Due to the limitations of HTML (as I understand it), for this explanation of the bootstrap estimate of bias, I'll use Fx for the unknown distribution underlying the observations (the xj), and I'll use F* for the empirical cdf (based on the observations), which for large n is hopefully a reasonable estimate of Fx. The notation F* is "okay" actually, since the ecdf is the distribution of the Xj* (the random variables that we observe by resampling the original set of observations).

Fx governs the "real world" --- and if we knew what Fx is we could use theory or Monte Carlo estimation to obtain either the bias or an estimate of the bias of some estimator, T. That is, if obtaining E(T) is too hard to do analytically, if we knew Fx, we could generate many samples of size n from it, compute the value of T from each sample, and simply average these values to obtain an estimate of E(T). If we generate a large number of samples, the law of large numbers gives us that our estimate of E(T) ought to be good.

But suppose we don't know what Fx is? Then we can't use it to generate the many samples we need for our Monte Carlo estimate.

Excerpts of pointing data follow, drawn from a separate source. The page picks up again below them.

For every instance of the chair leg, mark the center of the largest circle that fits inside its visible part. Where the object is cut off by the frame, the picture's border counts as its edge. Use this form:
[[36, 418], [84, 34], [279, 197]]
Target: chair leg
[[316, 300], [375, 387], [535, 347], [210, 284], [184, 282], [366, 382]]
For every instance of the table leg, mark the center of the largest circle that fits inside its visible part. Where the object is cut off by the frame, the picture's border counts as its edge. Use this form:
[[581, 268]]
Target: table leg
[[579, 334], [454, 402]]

To get around the fact that we don't know Fx, we can go visit "the bootstrap world." This world is governed by F*. The beauty of this world is that we know what F* is, and so we can generate as many samples of xj* values as we want! So nothing prevents us from doing a Monte Carlo experiment to obtain a very good estimate of E(T) in the bootstrap world.

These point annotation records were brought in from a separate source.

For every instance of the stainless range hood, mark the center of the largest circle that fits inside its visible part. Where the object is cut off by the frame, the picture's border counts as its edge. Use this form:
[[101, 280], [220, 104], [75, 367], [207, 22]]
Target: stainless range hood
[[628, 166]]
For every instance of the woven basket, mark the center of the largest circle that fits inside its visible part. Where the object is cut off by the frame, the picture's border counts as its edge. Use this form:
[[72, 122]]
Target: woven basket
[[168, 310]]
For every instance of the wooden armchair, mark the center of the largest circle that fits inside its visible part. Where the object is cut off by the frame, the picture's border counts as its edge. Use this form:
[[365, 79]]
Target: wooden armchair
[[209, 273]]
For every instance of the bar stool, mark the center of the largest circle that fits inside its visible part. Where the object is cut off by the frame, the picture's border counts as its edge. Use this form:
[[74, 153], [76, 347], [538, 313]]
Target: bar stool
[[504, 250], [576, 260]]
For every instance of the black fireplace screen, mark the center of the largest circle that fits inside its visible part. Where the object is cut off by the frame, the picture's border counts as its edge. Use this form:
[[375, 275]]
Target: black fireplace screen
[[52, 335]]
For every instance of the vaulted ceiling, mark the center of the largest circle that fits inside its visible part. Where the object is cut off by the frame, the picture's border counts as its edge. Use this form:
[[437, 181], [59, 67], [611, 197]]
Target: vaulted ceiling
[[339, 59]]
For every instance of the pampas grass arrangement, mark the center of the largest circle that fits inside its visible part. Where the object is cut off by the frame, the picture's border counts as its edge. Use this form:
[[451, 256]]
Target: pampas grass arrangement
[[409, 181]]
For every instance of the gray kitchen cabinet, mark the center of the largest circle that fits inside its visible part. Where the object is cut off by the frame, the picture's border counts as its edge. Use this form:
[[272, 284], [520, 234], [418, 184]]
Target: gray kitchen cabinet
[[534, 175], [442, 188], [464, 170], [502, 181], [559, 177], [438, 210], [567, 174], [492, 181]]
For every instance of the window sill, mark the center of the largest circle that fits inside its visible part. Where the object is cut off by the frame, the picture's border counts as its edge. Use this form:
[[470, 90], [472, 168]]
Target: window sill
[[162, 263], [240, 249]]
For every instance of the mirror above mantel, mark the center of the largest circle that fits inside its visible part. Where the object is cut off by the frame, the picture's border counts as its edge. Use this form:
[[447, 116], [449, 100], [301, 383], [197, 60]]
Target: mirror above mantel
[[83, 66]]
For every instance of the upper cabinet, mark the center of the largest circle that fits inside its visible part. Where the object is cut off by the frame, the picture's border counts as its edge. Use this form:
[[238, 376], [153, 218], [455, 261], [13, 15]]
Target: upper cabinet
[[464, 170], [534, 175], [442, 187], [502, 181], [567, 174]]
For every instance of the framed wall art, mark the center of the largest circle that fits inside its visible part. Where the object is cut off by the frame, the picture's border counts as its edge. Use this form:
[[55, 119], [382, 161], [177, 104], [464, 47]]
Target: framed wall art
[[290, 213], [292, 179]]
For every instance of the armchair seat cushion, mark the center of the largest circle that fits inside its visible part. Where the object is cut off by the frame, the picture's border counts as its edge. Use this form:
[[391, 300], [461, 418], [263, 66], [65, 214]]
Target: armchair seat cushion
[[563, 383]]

What we hope is that the relationship between E(T) and the estimand (what we're using T to estimate) in the bootstrap world is quite similar to the relationship between E(T) and the estimand in the real world. The larger n is, the better the ecdf should approximate the unknown real world cdf, and the closer bootstrap world results ought to be to real world truths.

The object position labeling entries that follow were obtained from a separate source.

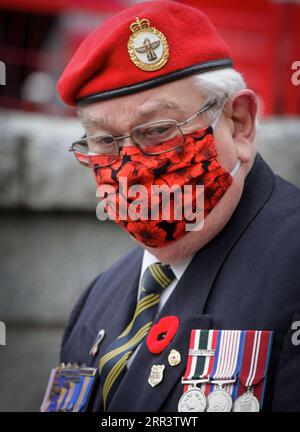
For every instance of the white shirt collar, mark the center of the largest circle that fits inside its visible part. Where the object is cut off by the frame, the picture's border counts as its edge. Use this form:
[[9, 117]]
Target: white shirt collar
[[178, 268]]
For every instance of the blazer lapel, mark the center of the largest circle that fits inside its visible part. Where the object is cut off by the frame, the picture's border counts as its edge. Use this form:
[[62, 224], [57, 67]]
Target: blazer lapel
[[189, 300]]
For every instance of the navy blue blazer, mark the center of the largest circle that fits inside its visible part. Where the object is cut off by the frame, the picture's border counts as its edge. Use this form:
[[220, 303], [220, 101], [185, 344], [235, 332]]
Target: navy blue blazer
[[247, 277]]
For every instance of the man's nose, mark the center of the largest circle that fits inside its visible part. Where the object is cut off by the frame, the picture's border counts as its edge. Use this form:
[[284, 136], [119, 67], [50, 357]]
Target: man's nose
[[127, 142]]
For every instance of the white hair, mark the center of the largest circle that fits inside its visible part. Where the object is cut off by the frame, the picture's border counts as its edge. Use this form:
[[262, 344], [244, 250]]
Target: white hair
[[218, 83]]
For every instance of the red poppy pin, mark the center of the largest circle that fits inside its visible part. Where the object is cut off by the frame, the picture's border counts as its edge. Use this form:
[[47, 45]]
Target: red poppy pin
[[161, 334]]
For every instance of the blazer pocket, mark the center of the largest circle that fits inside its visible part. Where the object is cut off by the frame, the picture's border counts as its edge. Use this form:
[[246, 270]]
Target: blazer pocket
[[287, 381]]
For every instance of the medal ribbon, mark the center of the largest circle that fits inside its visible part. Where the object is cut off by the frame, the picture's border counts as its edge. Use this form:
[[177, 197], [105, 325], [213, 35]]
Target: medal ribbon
[[199, 367], [68, 389], [227, 360], [255, 360]]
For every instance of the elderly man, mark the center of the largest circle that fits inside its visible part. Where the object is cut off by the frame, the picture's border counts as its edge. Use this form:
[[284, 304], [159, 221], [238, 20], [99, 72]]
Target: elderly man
[[190, 320]]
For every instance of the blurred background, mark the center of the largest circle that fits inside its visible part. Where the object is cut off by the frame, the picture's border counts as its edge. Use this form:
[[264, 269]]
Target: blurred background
[[51, 243]]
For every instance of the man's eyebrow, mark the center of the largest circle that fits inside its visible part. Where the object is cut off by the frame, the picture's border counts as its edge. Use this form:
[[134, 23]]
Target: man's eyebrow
[[141, 115]]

For example, if we want to know the bias of a trimmed mean as an estimator of the distribution median, we encounter problems in the real world because we don't know the expected value of the estimator and we don't know the distribution median, and so we have neither of the two pieces that make up the bias of the estimator. But in the bootstrap world we do know the distribution median --- given the empirical distribution, based on n equally-likely outcomes, we can darn well determine the distribution median (it'd just be the usual sample median of the original data set). And by resampling, generating as many bootstrap samples as we want, we can very well estimate the expected value of the trimmed mean in the bootstrap world. So in the bootstrap world we can get the two pieces that make up the bias. We can take this value of the bias from the bootstrap world and use it as an estimate of the bias in the real world.


(Hopefully you now better understand the bootstrap estimate of bias. Also, I hope you now better appreciate why I covered Monte Carlo estimation before I presented bootstrapping. Monte Carlo estimation is what we might want to do when we can't push the theory through. But to do Monte Carlo estimation as I describe in the class notes, one has to know what distribution underlies the phenomenon, and often in the real world we don't have that knowledge ... and so we resort to the bootstrap tactic. Note that bootstrapping is Monte Carlo estimation in the bootstrap world. The ideal bootstrap estimates don't make use of resampling --- the ecdf is just used to determine whatever expected values are needed. But because the empirical distribution isn't like a nice parametric distribution where expected values can be obtained using integration or cute summation tricks, rather than determine the ideal bootstrap values, we use Monte Carlo estimates (obtained by bootstrap resampling followed by estimation) instead.)